Unfortunately, anxiety always shows up unannounced and this time it arrived during a beginner’s skiing class we took together.

Aside from my anxiety simply being triggered biologically, many environmental factors exacerbated my anxiety:

  1. The instructor was an older male who was very cold in his delivery of criticism. Because of my history of emotional abuse, I am extremely sensitive to criticism and authority from men. Of course, him correcting me was to be expected, but it was triggering for me and I repeatedly felt victimized to no fault of his own.
  2.  There were swarms of people around us who were constantly moving. It was difficult to get enough of a bearing of my surroundings to feel grounded.
  3. I repeatedly fell and hit my head hard as we were practicing skiing down minuscule hills. I was the only one in the beginner’s class who kept falling. When I repeatedly fail at anything athletic, my social anxiety automatically kicks in and persuades me that everyone is making fun of me for being fat.
  4. When I did fall, nobody instructed me on how to get up while my skis were on and nobody offered a hand to help me up. I felt helpless and completely trapped.

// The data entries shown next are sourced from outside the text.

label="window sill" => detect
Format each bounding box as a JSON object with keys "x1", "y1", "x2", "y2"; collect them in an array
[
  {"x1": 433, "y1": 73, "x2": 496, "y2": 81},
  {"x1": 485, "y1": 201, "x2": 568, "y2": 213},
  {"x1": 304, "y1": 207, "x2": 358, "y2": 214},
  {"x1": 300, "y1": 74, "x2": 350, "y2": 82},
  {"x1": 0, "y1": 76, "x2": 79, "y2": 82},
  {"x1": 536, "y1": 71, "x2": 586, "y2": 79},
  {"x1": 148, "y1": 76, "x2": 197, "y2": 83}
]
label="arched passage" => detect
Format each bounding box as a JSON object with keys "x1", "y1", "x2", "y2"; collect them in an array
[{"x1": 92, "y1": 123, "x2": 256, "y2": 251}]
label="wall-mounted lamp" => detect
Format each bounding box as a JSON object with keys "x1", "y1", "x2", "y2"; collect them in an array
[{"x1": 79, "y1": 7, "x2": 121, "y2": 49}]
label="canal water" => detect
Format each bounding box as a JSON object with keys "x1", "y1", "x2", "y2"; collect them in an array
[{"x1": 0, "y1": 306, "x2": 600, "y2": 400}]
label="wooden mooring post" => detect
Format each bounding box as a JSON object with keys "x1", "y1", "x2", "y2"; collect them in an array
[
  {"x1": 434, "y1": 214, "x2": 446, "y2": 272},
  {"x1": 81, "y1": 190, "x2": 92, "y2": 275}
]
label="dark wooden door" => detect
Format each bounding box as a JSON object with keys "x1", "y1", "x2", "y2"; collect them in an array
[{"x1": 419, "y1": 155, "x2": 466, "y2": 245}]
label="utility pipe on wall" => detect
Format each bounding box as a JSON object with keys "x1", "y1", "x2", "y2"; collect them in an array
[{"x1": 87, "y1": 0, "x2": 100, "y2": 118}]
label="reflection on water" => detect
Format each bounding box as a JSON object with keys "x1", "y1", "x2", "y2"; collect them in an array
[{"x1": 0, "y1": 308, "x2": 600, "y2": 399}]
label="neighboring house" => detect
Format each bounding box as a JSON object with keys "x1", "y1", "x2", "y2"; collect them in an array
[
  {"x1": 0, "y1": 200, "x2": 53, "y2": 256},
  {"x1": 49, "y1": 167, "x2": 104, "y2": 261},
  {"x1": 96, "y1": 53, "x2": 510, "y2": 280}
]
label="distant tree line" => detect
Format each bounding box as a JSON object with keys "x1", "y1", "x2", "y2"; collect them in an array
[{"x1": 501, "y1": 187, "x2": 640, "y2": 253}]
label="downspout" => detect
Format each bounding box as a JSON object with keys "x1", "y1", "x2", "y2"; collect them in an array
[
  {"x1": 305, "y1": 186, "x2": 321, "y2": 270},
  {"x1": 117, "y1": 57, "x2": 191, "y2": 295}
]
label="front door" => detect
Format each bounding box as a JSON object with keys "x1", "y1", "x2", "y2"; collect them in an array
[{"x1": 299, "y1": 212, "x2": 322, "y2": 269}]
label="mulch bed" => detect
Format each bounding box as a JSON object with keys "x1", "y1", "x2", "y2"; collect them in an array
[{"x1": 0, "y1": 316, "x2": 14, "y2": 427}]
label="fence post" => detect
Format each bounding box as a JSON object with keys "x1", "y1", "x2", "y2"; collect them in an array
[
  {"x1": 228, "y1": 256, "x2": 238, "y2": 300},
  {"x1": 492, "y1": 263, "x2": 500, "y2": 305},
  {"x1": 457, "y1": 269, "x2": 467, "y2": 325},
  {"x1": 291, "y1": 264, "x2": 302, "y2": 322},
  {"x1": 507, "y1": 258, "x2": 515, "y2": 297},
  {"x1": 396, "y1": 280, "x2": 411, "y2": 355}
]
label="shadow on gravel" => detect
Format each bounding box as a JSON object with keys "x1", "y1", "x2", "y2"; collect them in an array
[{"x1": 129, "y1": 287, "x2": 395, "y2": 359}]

After being in the class for just a few minutes, I began to cry and walked away to sit by a nearby fence. When later asked if I was going to return to the group, I shook my head. Not only was I embarrassed by all of the things listed above, but I was utterly ashamed by the fact that I mistakenly looked like a toddler having a tantrum because I kept falling down. Because anxiety is an invisible illness, nobody could understand the depth behind the panic attack.

Honestly, I was not fun to be around and hindered my friend from having fun. All evening, I felt guilty for ruining her day. I still worry that she won’t like me as much because of how my anxiety surfaced.

Considering the distress I was feeling from experiencing anxiety around one of my closest friends, imagine the emotional turmoil I would have felt if this anxiety had occurred with someone I know less intimately, like a classmate or a coworker. They wouldn’t have understood the depths of the anxiety and possibly would have attributed my behavior to a flaw of character. They would not have spent enough time with me previously to understand that I offer a lot of good in a friendship that sometimes makes up for the baggage I have. I have learned from experience that they most likely would not have wanted to be my friend any longer.

This is why I can’t do things with you.